Ficámos admirados com tanta e concisa informação! Seria mesmo verdade? Ou isto seria mesmo contra-informação? Pelo sim pelo não ficou resolvido pelas altas esferas da Companhia que até ao dia 23 haveria sempre dois pelotões em movimento, fazendo emboscadas, patrulhando as picadas prováveis para a passagem do IN.
No dia 23 houve que ir ao abastecimento a São Salvador para a consoada! Que diabo de abastecimento seria esse? Batatas haveria, mas… e o bacalhau? E as couves?
Para mim uma boa feijoada com dobradinha brasileira era o suficiente! Para quê sonhar tão alto? Não querias mais nada: - bacalhau com couves! Estamos em Africa, dizia-me o Costa Pereira em ar de gozo.
O nosso pelotão estava de serviço ao acampamento e teve de ir à água e à lenha, pois dois estavam em operações e o outro tinha ido ao abastecimento.
Estava curioso por saber o que o nosso vagomestre nos iria trazer para a noite de consoada. Traria com certeza o que o “Barriga de Guinguba” tivesse trazido de Luanda. Abastecimento local não havia.
O pelotão chegou era já um pouco tarde e descarregou no armazém. Os pelotões operacionais também haviam regressado. Pessoal cansado. O que vale é que amanhã é dia de consoada e não haverá operações, pensava-se! Caminhava-se de vagar, ao deus-dará, pela parada. Um ou outro homem chegava-se à cantina para se dessedentar com uma 7UP ou uma Cuca fresca. Que pensariam aquelas almas? No dia seguinte era dia de consoada. Pensavam no mesmo que eu, com certeza.
Ao menos valia a pena. O que sucedeu em 1961 não se repetiu!

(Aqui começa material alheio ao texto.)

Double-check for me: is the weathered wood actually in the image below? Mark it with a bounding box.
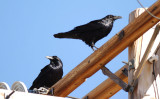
[48,1,160,97]
[101,66,129,92]
[83,65,128,99]
[133,23,160,85]
[128,9,160,99]
[128,8,144,99]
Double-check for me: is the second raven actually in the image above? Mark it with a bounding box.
[54,15,122,50]
[29,56,63,90]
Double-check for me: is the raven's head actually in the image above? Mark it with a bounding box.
[46,56,62,62]
[103,15,122,21]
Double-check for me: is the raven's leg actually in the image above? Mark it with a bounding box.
[91,42,98,51]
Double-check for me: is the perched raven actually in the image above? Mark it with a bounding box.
[54,15,122,50]
[29,56,63,90]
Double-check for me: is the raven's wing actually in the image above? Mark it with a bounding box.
[30,65,51,89]
[73,20,104,32]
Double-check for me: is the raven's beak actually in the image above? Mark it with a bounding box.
[114,16,122,20]
[46,56,53,59]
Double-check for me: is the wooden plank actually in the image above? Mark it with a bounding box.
[128,8,145,99]
[83,65,128,99]
[48,1,160,97]
[133,23,160,83]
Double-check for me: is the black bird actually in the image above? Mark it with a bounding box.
[29,56,63,90]
[54,15,122,50]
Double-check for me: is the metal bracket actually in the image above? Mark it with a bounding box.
[122,68,128,77]
[5,90,15,99]
[148,54,158,64]
[101,66,129,92]
[122,59,135,71]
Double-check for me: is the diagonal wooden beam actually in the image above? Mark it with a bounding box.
[48,1,160,97]
[83,65,128,99]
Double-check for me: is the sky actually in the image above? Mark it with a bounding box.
[0,0,156,99]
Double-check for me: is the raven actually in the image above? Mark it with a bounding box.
[54,15,122,50]
[29,56,63,90]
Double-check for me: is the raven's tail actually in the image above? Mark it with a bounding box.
[53,32,79,39]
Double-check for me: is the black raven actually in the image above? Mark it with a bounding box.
[29,56,63,90]
[54,15,122,50]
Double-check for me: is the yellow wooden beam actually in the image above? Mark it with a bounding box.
[48,1,160,97]
[83,65,128,99]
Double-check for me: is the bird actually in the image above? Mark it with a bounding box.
[53,15,122,51]
[29,56,63,90]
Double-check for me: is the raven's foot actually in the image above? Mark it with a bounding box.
[91,45,98,51]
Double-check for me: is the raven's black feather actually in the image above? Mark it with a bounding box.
[54,15,121,49]
[29,56,63,90]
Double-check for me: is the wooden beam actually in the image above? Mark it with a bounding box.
[83,65,128,99]
[48,1,160,97]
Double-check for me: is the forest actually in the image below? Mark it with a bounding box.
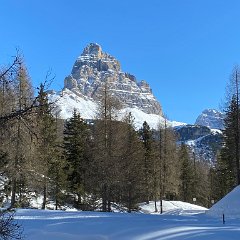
[0,55,240,212]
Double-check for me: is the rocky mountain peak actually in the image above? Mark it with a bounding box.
[64,43,162,116]
[81,43,102,58]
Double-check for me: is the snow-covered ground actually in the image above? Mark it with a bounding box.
[13,202,240,240]
[48,89,186,129]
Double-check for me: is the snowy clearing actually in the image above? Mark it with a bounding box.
[13,203,240,240]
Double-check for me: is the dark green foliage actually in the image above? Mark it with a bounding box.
[0,211,24,240]
[64,110,89,208]
[216,97,239,197]
[179,144,195,202]
[140,121,154,203]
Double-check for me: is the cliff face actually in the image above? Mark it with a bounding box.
[64,43,162,116]
[195,109,225,129]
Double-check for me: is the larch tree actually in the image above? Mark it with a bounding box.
[63,110,89,210]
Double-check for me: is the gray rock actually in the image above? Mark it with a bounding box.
[195,109,224,129]
[64,43,163,116]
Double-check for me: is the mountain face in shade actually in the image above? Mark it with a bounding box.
[64,43,163,116]
[195,109,224,129]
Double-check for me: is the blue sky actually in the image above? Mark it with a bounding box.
[0,0,240,123]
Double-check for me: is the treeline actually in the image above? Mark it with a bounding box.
[210,66,240,200]
[0,54,214,212]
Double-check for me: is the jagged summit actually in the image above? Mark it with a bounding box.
[81,43,102,57]
[64,43,162,116]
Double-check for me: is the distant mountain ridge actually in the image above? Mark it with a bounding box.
[48,43,224,162]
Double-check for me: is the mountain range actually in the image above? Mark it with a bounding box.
[48,43,224,162]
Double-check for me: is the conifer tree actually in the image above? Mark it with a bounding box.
[64,110,89,209]
[140,121,154,203]
[119,113,145,212]
[35,84,57,209]
[94,81,120,212]
[179,144,195,202]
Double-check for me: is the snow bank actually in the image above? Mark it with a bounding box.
[206,186,240,219]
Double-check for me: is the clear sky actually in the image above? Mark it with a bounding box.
[0,0,240,123]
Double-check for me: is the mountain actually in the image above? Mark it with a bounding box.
[48,43,223,162]
[48,43,184,129]
[195,109,224,129]
[64,43,163,116]
[174,124,223,164]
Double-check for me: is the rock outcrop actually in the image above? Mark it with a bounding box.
[195,109,224,129]
[64,43,162,116]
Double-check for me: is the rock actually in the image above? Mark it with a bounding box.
[64,43,163,116]
[195,109,224,129]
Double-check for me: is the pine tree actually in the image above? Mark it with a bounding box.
[179,144,195,202]
[140,121,154,203]
[118,113,145,212]
[94,81,120,212]
[34,84,57,209]
[64,110,89,209]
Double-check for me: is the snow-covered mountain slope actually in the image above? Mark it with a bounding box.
[48,89,184,129]
[174,124,223,164]
[64,43,163,116]
[195,109,224,129]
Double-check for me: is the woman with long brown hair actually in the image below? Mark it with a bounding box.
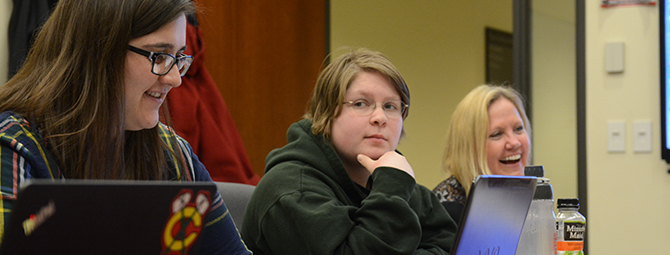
[0,0,248,254]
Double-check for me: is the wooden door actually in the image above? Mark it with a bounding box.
[196,0,328,176]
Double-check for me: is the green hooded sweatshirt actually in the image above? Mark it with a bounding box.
[241,120,457,255]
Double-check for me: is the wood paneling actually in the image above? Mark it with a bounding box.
[196,0,327,176]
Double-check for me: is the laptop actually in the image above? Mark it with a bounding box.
[0,180,217,255]
[451,175,537,255]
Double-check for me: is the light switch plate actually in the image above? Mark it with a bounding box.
[607,121,626,152]
[633,120,652,152]
[605,42,624,73]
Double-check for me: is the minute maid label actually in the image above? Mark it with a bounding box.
[563,222,586,241]
[556,222,586,255]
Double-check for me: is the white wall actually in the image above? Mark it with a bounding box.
[585,0,670,254]
[531,0,577,206]
[0,0,14,85]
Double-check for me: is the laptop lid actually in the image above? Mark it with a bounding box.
[0,180,216,254]
[451,175,537,255]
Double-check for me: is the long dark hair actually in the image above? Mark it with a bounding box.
[0,0,194,180]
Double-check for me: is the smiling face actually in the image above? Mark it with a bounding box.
[124,15,186,130]
[330,72,403,166]
[486,97,530,175]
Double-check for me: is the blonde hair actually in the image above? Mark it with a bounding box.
[303,48,410,138]
[442,85,531,193]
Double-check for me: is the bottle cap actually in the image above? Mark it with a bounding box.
[558,198,579,209]
[533,183,554,200]
[523,165,544,177]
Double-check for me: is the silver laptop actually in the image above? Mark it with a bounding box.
[451,175,537,255]
[0,180,217,254]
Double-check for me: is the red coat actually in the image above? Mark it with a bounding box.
[167,23,260,185]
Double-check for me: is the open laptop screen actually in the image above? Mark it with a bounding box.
[0,180,216,254]
[451,175,537,255]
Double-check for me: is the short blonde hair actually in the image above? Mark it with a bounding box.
[442,85,531,193]
[304,48,410,138]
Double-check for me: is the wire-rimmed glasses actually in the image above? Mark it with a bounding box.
[342,98,409,118]
[128,45,193,76]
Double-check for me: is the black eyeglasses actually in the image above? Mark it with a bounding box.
[128,45,193,76]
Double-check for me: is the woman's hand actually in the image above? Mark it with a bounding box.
[357,151,414,178]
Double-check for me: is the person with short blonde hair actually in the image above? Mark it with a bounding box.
[433,85,531,222]
[241,49,456,254]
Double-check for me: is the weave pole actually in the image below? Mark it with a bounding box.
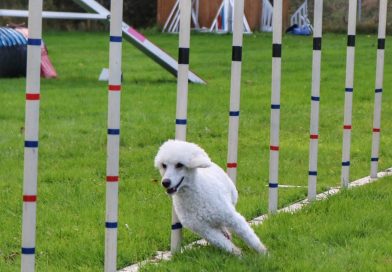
[268,0,282,213]
[370,0,388,178]
[308,0,323,200]
[341,0,357,188]
[227,0,244,183]
[105,0,123,272]
[170,0,192,254]
[21,0,42,272]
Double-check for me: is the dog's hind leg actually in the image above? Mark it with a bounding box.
[227,212,267,254]
[198,226,241,255]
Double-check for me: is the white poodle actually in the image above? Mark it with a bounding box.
[155,140,267,255]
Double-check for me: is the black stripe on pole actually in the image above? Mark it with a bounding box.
[377,39,385,49]
[347,35,355,47]
[272,43,282,58]
[231,46,242,61]
[178,47,189,64]
[313,37,321,50]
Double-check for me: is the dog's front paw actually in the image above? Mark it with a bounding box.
[231,247,242,256]
[256,244,268,255]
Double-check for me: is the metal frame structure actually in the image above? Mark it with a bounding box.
[0,0,206,84]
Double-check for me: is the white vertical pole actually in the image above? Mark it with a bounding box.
[370,0,388,178]
[341,0,357,187]
[227,0,244,183]
[170,0,192,253]
[105,0,123,272]
[222,0,231,32]
[268,0,282,213]
[308,0,323,200]
[21,0,42,272]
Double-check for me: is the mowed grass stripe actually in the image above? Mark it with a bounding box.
[140,177,392,271]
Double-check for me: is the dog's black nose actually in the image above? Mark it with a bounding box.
[162,179,171,188]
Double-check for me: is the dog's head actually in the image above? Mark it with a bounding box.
[154,140,211,195]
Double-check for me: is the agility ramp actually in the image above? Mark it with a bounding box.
[0,0,206,84]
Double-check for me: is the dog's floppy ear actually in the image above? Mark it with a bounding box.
[188,152,211,168]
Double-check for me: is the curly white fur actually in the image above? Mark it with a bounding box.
[155,140,267,255]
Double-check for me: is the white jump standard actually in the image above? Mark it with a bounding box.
[227,0,244,184]
[341,0,357,187]
[268,0,282,213]
[105,0,123,272]
[170,0,192,253]
[21,0,42,272]
[308,0,323,200]
[370,0,388,178]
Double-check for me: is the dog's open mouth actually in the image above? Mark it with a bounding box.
[166,177,185,195]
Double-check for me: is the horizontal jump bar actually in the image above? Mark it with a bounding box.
[0,9,108,20]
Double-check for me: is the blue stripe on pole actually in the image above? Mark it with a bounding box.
[108,128,120,135]
[110,36,122,42]
[176,119,187,125]
[312,96,320,101]
[27,39,42,46]
[172,222,182,230]
[342,161,350,166]
[22,247,35,255]
[25,141,38,148]
[105,222,117,229]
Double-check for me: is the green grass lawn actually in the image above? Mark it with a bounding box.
[0,32,392,271]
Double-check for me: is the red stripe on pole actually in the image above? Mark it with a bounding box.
[106,176,119,182]
[227,162,237,168]
[270,145,279,151]
[109,85,121,91]
[23,195,37,202]
[26,93,40,100]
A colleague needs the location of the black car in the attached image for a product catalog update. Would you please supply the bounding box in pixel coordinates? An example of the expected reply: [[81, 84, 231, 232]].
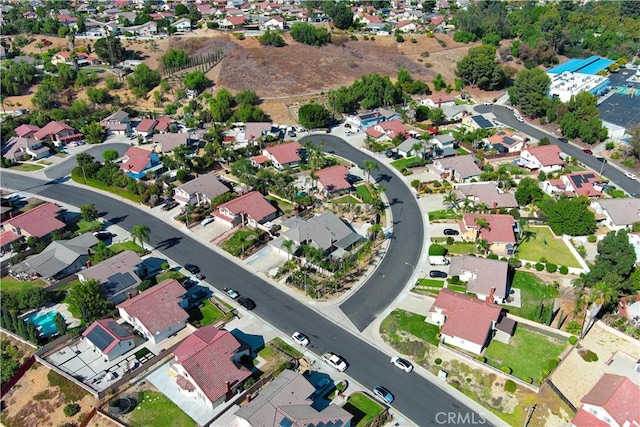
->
[[238, 297, 256, 310], [184, 264, 200, 274], [429, 270, 447, 279]]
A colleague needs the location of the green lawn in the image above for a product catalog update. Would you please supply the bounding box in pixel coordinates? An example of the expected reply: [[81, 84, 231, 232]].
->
[[189, 300, 224, 327], [356, 185, 373, 204], [517, 226, 580, 268], [484, 325, 568, 379], [0, 276, 45, 292], [380, 310, 440, 346], [342, 392, 384, 427], [331, 194, 361, 205], [127, 391, 196, 427], [427, 209, 462, 221], [265, 194, 294, 214], [109, 240, 145, 254], [506, 270, 559, 321]]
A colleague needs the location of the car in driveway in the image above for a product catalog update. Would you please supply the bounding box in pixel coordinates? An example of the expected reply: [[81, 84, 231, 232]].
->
[[222, 288, 240, 299], [291, 332, 309, 347], [391, 356, 413, 372], [322, 353, 347, 372], [238, 297, 256, 310], [429, 270, 447, 279], [373, 385, 393, 403]]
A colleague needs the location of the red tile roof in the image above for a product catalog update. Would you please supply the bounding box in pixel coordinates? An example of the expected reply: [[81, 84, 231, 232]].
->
[[429, 289, 502, 345], [462, 214, 516, 243], [136, 119, 158, 132], [2, 203, 66, 237], [15, 124, 40, 138], [120, 147, 151, 173], [174, 326, 251, 402], [581, 374, 640, 425], [264, 142, 302, 166], [527, 145, 564, 166], [33, 121, 74, 139], [217, 191, 277, 222], [316, 165, 351, 192], [117, 279, 189, 335]]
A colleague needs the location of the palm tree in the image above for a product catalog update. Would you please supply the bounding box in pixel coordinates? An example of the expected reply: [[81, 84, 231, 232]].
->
[[131, 224, 151, 250], [361, 160, 378, 182]]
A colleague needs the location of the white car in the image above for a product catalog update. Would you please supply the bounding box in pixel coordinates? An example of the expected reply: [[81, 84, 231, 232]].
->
[[322, 353, 347, 372], [391, 357, 413, 373], [291, 332, 309, 347]]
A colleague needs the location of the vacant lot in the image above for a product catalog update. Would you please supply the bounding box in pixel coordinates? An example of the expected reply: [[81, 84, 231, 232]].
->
[[518, 227, 580, 268]]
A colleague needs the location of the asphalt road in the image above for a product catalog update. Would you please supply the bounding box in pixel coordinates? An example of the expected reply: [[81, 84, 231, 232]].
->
[[300, 135, 424, 331], [475, 105, 640, 194], [2, 172, 484, 426]]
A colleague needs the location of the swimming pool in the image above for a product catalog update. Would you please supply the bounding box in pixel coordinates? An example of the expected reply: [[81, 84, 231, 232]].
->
[[23, 311, 64, 337]]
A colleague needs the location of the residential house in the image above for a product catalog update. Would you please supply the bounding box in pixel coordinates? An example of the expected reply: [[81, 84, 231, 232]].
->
[[171, 18, 191, 33], [262, 142, 302, 169], [571, 374, 640, 427], [100, 110, 131, 135], [82, 319, 135, 362], [460, 214, 518, 256], [449, 255, 511, 304], [214, 191, 278, 227], [14, 123, 40, 138], [2, 136, 50, 163], [33, 121, 84, 147], [173, 173, 230, 206], [425, 289, 516, 354], [483, 130, 529, 153], [272, 212, 363, 258], [462, 114, 494, 131], [315, 165, 351, 197], [230, 369, 353, 427], [170, 325, 252, 409], [120, 147, 163, 179], [136, 119, 158, 137], [591, 197, 640, 230], [151, 133, 189, 153], [346, 108, 402, 130], [11, 233, 98, 280], [520, 145, 564, 173], [116, 279, 189, 344], [433, 154, 482, 182], [457, 182, 518, 209], [78, 251, 145, 304]]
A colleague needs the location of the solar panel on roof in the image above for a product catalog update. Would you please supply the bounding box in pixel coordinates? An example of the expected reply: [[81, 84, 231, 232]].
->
[[87, 326, 115, 351]]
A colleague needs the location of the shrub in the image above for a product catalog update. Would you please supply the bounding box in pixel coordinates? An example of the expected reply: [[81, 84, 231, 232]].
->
[[504, 380, 517, 394], [64, 403, 80, 417]]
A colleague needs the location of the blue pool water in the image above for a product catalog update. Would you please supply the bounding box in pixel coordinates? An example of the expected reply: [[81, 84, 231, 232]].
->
[[23, 311, 63, 337]]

No dia seguinte, depois do almoço, o Zé Cozinheiro começou a tratar da ceia da consoada. O Furriel Cura, o vagomestre, convidou-nos a ir ver como corriam os serviços pela cozinha. Fomos. Era um modo de passar o tempo, de afastar as ideias que com a velocidade da luz teimavam em lembrar-nos o que se passava lá longe!
Ao chegar à cozinha notei um amontoado de grades de madeira. Ó Cura, o que é aquilo?
Não sei, vamos ver. E pegou num martelo de orelhas para abris uma grade. Olhei e vi com espanto a inscrição na madeira: “Cod-Fish”. Meu Deus, disse eu. Vamos ter bacalhau para a consoada! O Cura riu com satisfação e disse, vamos ver!
Desmantelou a grade de madeira que protegia outra embalagem hermética, feita de folha de zinco prateada, que dizia em inglês “Embalado na Africa do Sul” Não resisti e puxei a pega que servia para abrir a lata, deparando com seis bacalhaus do tamanho crescido lá dentro. Arranquei uma fêvera, meti-a à boca e, ao tomar-lhe o sabor exclamei:
- Malta, é mesmo bacalhau!
Alguns riram com a minha admiração. Só fiquei com pena de não ser bacalhau português, seco e embalado na minha terra. A embalagem seria de ráfia, mas o sabor seria melhor do que este.
Enfim, coisas que se pensam, para não pensar noutras coisas!
Arrumaram-se as camas de uma caserna e montaram-se mesas corridas. Nessa noite toda a companhia cearia junta, num sinal de união.
Cura, como conseguiste arranjar o bacalhau? Olha, não contava, mas às vezes “os tropa do ar condicionado”, lá fazem destas coisas, e ainda mais, mandaram couves. Estão todas murchas. Mas o Zé Cozinheiro há-de arranjar processo de elas ficarem apetitosas.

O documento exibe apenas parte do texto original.